Two sad-funny examples of how, nah, we're exactly that dumb. The first, from TDWTF, points out the fundamental problem with training a machine-learning system how to write software:

Any ML system is only as good as its training data, and this leads to some seriously negative outcomes. We usually call this algorithmic bias, and we all know the examples. It's why voice assistants have a hard time with certain names or accents. It's why sentencing tools for law enforcement mis-classify defendants. It's why facial recognition systems have a hard time with darker skin tones.

In the case of an ML tool that was trained on publicly available code, there's a blatantly obvious flaw in the training data: MOST CODE IS BAD.

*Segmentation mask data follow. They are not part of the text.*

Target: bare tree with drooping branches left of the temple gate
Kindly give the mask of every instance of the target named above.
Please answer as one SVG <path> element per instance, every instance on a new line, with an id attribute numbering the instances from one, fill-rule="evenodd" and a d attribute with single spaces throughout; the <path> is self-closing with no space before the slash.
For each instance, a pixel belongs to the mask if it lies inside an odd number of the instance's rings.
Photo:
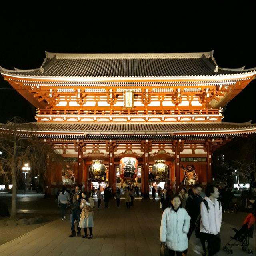
<path id="1" fill-rule="evenodd" d="M 11 219 L 16 219 L 16 197 L 22 166 L 29 163 L 33 175 L 45 178 L 46 159 L 51 156 L 57 162 L 62 162 L 62 156 L 55 152 L 51 144 L 39 138 L 38 128 L 33 123 L 26 123 L 20 118 L 13 122 L 0 124 L 0 176 L 12 183 Z M 41 178 L 42 181 L 42 178 Z"/>

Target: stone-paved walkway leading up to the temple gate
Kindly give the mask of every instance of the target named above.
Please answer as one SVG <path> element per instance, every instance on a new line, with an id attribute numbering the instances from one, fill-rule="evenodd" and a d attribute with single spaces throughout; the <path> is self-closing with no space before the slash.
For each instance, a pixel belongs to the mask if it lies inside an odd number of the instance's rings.
<path id="1" fill-rule="evenodd" d="M 20 195 L 19 195 L 20 196 Z M 19 197 L 18 196 L 18 197 Z M 26 200 L 29 198 L 20 196 L 26 204 L 18 204 L 30 208 Z M 36 198 L 36 196 L 34 196 Z M 38 200 L 43 202 L 40 194 Z M 1 195 L 0 195 L 1 198 Z M 25 198 L 25 199 L 24 199 Z M 49 199 L 47 199 L 49 200 Z M 96 200 L 96 199 L 95 199 Z M 36 200 L 32 199 L 33 204 Z M 45 206 L 43 203 L 34 205 L 33 212 L 37 207 L 40 214 L 49 214 L 59 212 L 54 204 L 54 199 Z M 40 205 L 40 206 L 39 206 Z M 104 208 L 104 202 L 101 208 L 95 211 L 93 239 L 83 239 L 82 237 L 70 238 L 70 222 L 61 221 L 60 218 L 49 222 L 31 232 L 16 238 L 0 246 L 1 256 L 158 256 L 160 250 L 160 221 L 162 209 L 159 208 L 159 201 L 144 200 L 137 198 L 134 200 L 134 206 L 126 209 L 124 199 L 121 199 L 120 208 L 116 207 L 116 201 L 110 200 L 110 208 Z M 44 210 L 42 210 L 44 206 Z M 18 211 L 28 211 L 28 209 L 19 208 Z M 242 222 L 248 213 L 238 212 L 236 214 L 223 214 L 221 240 L 222 247 L 234 235 L 232 228 L 240 229 Z M 69 215 L 68 215 L 69 219 Z M 83 230 L 82 230 L 83 234 Z M 196 256 L 198 254 L 192 251 L 195 237 L 190 239 L 187 256 Z M 222 248 L 221 247 L 221 248 Z M 255 230 L 254 238 L 250 238 L 250 246 L 255 255 Z M 246 255 L 239 246 L 233 248 L 234 256 Z M 218 256 L 227 255 L 223 249 Z"/>

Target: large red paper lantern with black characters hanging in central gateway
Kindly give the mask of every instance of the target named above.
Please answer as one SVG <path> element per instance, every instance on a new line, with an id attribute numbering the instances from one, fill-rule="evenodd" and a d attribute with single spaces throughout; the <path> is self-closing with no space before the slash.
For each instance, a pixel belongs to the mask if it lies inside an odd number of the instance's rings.
<path id="1" fill-rule="evenodd" d="M 119 173 L 123 179 L 134 179 L 137 177 L 138 160 L 133 157 L 124 157 L 119 162 Z"/>

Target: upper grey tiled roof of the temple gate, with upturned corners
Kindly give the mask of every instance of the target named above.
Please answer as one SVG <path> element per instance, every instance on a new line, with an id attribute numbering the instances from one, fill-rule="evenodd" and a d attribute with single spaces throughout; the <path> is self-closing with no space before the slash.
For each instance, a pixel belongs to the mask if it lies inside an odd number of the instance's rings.
<path id="1" fill-rule="evenodd" d="M 40 68 L 6 70 L 26 77 L 152 78 L 243 74 L 243 70 L 217 68 L 212 52 L 170 54 L 60 54 L 46 52 Z"/>

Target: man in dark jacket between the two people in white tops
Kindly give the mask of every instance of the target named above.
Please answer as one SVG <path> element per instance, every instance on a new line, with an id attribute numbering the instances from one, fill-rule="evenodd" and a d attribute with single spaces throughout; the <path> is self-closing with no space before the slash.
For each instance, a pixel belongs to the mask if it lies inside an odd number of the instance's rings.
<path id="1" fill-rule="evenodd" d="M 195 229 L 195 222 L 198 215 L 200 214 L 200 204 L 203 200 L 201 193 L 202 186 L 198 183 L 194 184 L 193 193 L 188 196 L 188 199 L 186 201 L 186 210 L 191 218 L 190 227 L 188 231 L 188 240 Z"/>

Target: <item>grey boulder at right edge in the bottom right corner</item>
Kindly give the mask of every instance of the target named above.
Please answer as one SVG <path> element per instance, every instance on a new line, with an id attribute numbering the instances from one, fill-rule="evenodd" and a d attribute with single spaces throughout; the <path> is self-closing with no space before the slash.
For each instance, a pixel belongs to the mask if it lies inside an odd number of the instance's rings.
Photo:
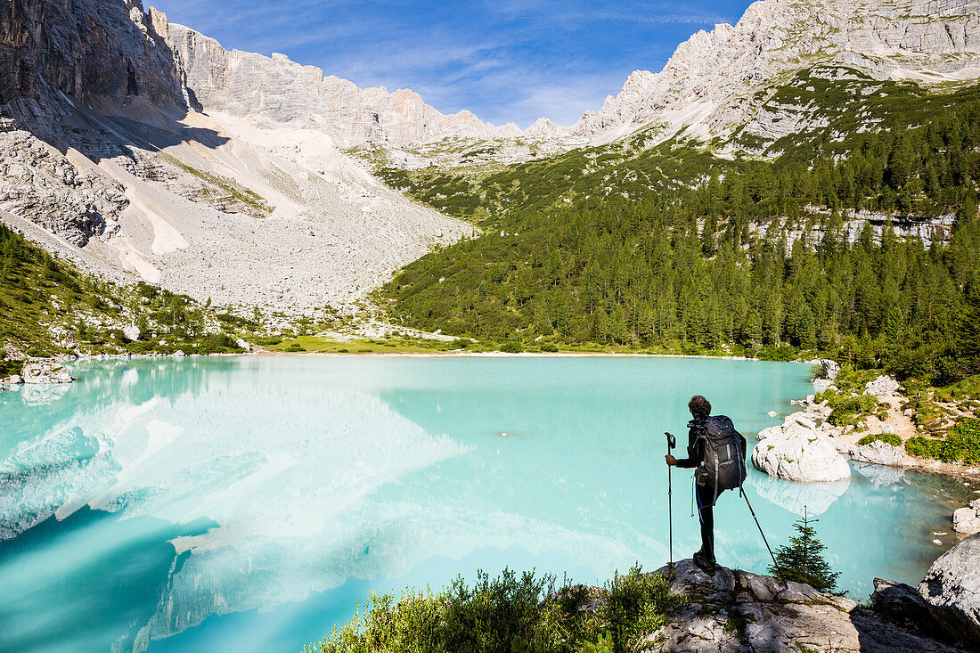
<path id="1" fill-rule="evenodd" d="M 932 564 L 919 593 L 933 617 L 953 636 L 980 650 L 980 533 L 970 535 Z"/>

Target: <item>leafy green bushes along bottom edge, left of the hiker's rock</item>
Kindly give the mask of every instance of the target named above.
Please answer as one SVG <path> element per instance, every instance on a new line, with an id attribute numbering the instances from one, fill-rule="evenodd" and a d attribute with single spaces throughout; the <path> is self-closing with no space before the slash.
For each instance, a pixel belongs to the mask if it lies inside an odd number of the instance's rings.
<path id="1" fill-rule="evenodd" d="M 594 614 L 581 610 L 596 598 Z M 433 593 L 406 590 L 370 596 L 354 619 L 319 642 L 320 653 L 622 653 L 639 650 L 642 635 L 658 628 L 681 603 L 662 577 L 635 567 L 605 588 L 571 585 L 533 572 L 497 578 L 477 572 L 469 586 L 457 578 Z"/>

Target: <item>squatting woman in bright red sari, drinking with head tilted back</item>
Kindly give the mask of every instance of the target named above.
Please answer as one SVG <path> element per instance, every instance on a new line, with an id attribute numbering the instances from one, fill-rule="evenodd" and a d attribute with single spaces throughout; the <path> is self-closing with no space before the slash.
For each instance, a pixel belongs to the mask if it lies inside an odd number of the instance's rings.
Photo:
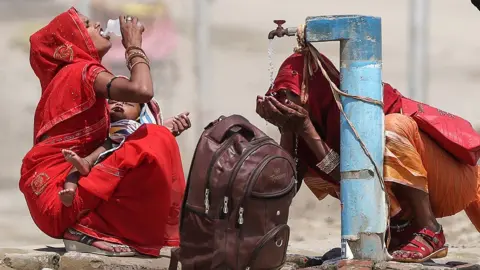
<path id="1" fill-rule="evenodd" d="M 153 97 L 138 19 L 120 17 L 130 79 L 100 63 L 110 49 L 98 23 L 71 8 L 31 38 L 30 62 L 42 95 L 34 120 L 34 146 L 23 159 L 20 190 L 35 224 L 64 238 L 67 250 L 112 256 L 158 256 L 179 244 L 178 217 L 185 187 L 171 132 L 142 125 L 123 147 L 81 177 L 71 207 L 58 192 L 72 166 L 61 150 L 91 153 L 107 137 L 106 99 L 146 103 Z"/>

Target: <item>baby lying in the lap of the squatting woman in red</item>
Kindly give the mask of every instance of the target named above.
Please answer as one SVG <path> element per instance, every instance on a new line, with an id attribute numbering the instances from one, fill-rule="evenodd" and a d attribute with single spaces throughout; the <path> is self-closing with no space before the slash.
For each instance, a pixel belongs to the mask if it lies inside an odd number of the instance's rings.
<path id="1" fill-rule="evenodd" d="M 73 198 L 75 197 L 78 186 L 77 183 L 79 180 L 78 173 L 80 175 L 88 175 L 100 156 L 103 158 L 105 154 L 116 150 L 116 148 L 123 143 L 126 137 L 135 132 L 135 130 L 142 125 L 140 123 L 140 116 L 143 108 L 142 106 L 148 106 L 147 104 L 141 105 L 139 103 L 120 102 L 114 100 L 109 100 L 108 104 L 110 109 L 111 125 L 110 135 L 107 140 L 105 140 L 105 143 L 84 158 L 78 156 L 72 150 L 62 150 L 65 159 L 74 167 L 67 176 L 67 180 L 63 186 L 64 189 L 59 192 L 60 200 L 67 207 L 72 205 Z M 181 131 L 190 128 L 190 120 L 188 119 L 188 115 L 189 113 L 180 114 L 175 117 L 174 120 L 167 120 L 168 123 L 166 121 L 164 125 L 171 130 L 173 126 L 176 126 L 176 128 L 180 130 L 175 130 L 172 132 L 174 135 L 179 135 Z M 172 125 L 172 127 L 169 127 L 169 125 Z M 105 154 L 102 155 L 103 153 Z"/>

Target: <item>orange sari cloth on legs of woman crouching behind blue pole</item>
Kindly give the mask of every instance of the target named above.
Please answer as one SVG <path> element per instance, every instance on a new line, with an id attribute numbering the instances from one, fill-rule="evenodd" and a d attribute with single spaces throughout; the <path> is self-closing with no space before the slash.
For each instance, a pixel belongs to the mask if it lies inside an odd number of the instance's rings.
<path id="1" fill-rule="evenodd" d="M 390 199 L 390 215 L 402 207 L 392 192 L 392 183 L 409 186 L 429 194 L 437 218 L 465 210 L 480 231 L 480 192 L 478 166 L 458 162 L 418 129 L 416 122 L 402 114 L 385 116 L 384 179 Z M 340 188 L 323 180 L 313 170 L 305 184 L 319 199 L 339 198 Z M 409 212 L 409 209 L 403 209 Z"/>

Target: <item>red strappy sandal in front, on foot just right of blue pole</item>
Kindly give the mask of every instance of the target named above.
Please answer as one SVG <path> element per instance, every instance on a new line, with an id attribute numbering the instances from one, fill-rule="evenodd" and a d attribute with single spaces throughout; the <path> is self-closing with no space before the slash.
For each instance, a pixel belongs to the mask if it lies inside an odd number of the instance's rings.
<path id="1" fill-rule="evenodd" d="M 445 245 L 446 240 L 442 227 L 440 227 L 438 232 L 423 228 L 415 236 L 400 250 L 393 252 L 394 261 L 422 263 L 430 259 L 439 259 L 447 256 L 448 246 Z"/>

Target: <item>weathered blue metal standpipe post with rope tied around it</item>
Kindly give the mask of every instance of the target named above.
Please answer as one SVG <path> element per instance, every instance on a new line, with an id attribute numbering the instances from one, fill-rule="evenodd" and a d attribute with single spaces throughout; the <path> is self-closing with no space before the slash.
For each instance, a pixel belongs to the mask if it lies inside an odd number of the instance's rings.
<path id="1" fill-rule="evenodd" d="M 309 17 L 307 42 L 340 41 L 340 89 L 383 100 L 382 31 L 376 17 L 339 15 Z M 383 174 L 384 114 L 374 104 L 342 97 L 346 115 Z M 342 255 L 384 261 L 387 203 L 375 167 L 352 129 L 340 117 Z M 349 257 L 352 258 L 352 257 Z"/>

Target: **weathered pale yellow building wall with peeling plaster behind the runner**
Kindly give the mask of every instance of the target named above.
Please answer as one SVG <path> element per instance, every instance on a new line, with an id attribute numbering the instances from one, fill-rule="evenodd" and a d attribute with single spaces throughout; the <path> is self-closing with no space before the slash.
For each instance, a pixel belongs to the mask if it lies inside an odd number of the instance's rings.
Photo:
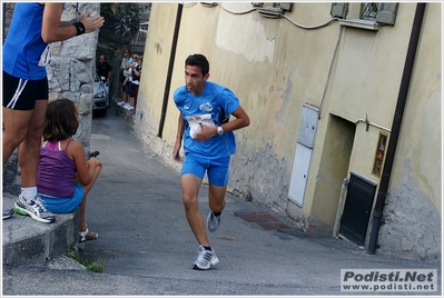
<path id="1" fill-rule="evenodd" d="M 389 137 L 416 3 L 399 3 L 395 26 L 378 31 L 328 22 L 330 7 L 328 2 L 295 2 L 293 11 L 285 13 L 288 19 L 273 19 L 256 10 L 248 12 L 249 2 L 184 3 L 174 67 L 168 73 L 178 3 L 155 2 L 135 131 L 166 162 L 180 168 L 171 159 L 178 117 L 172 92 L 184 85 L 187 56 L 205 54 L 210 63 L 209 80 L 230 88 L 251 120 L 248 128 L 235 133 L 238 149 L 231 161 L 229 191 L 287 213 L 307 230 L 330 231 L 343 178 L 353 171 L 379 183 L 372 175 L 376 143 L 381 131 Z M 359 3 L 349 3 L 349 17 L 358 10 Z M 407 171 L 423 203 L 428 201 L 441 215 L 436 167 L 441 162 L 433 165 L 433 160 L 441 161 L 441 130 L 431 121 L 441 119 L 440 11 L 441 3 L 427 3 L 417 60 L 421 66 L 414 70 L 412 103 L 406 109 L 406 118 L 415 120 L 403 122 L 397 150 L 412 162 L 407 169 L 404 157 L 396 159 L 391 188 L 405 183 Z M 171 79 L 168 90 L 167 78 Z M 165 93 L 168 101 L 160 138 Z M 304 203 L 298 207 L 288 200 L 288 188 L 304 103 L 320 112 Z M 421 117 L 413 117 L 418 110 Z M 368 130 L 365 120 L 372 123 Z M 345 138 L 352 143 L 330 148 L 341 137 L 341 126 L 347 127 Z M 434 149 L 425 149 L 435 143 Z M 341 150 L 349 156 L 335 165 L 328 158 Z"/>

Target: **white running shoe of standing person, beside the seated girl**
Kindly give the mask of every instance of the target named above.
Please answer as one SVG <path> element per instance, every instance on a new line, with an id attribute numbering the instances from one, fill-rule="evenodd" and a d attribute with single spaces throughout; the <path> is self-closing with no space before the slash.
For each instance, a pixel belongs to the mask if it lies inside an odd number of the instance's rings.
<path id="1" fill-rule="evenodd" d="M 37 195 L 32 200 L 26 200 L 23 196 L 20 195 L 19 199 L 13 205 L 13 209 L 16 212 L 23 216 L 30 216 L 40 222 L 50 224 L 56 221 L 55 215 L 43 207 L 39 195 Z"/>

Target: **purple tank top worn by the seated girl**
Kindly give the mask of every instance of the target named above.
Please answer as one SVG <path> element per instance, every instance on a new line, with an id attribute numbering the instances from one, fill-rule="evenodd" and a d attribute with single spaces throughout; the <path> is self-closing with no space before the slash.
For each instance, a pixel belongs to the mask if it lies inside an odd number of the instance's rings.
<path id="1" fill-rule="evenodd" d="M 37 190 L 46 196 L 69 198 L 73 195 L 76 163 L 68 157 L 67 148 L 60 149 L 60 142 L 45 142 L 40 147 Z"/>

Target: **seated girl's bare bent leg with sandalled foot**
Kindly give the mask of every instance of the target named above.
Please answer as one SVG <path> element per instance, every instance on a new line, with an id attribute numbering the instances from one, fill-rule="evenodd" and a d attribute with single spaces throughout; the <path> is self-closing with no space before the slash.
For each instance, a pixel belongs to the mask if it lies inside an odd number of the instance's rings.
<path id="1" fill-rule="evenodd" d="M 92 180 L 91 182 L 89 182 L 89 185 L 82 186 L 83 199 L 81 200 L 80 203 L 80 216 L 79 216 L 80 241 L 93 240 L 99 238 L 99 235 L 97 232 L 88 230 L 85 215 L 87 209 L 87 196 L 91 190 L 92 186 L 95 185 L 97 178 L 99 177 L 99 173 L 101 171 L 101 163 L 98 159 L 91 158 L 87 161 L 87 167 L 89 175 L 92 177 Z"/>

If you feed a big pile of Open Source code into OpenAI, the only thing you're doing is automating the generation of bad code, because most of the code you fed the system is bad. It's ironic that the biggest obstacle to automating programmers out of a job is that we are terrible at our jobs.

I regret to inform the non-programmer portion of the world that this is true.

But still, most of the world's bad code isn't nearly as bad as the deposition Paula Deen gave in her harassment suit in May 2013. This came up in a conversation over the weekend, and the person I discussed this with insisted that, no, she really said incredibly dumb things that one has to imagine made her attorney weep. She reminds us that the Venn diagram of casual bigotry and stupidity has a large overlapping area labeled "Murica."

Just wait for the bit where the plaintiff's attorney asks Deen to give an example of a nice way to use the N-word.

I will now continue writing code I hope never winds up in either a deposition or on TDWTF.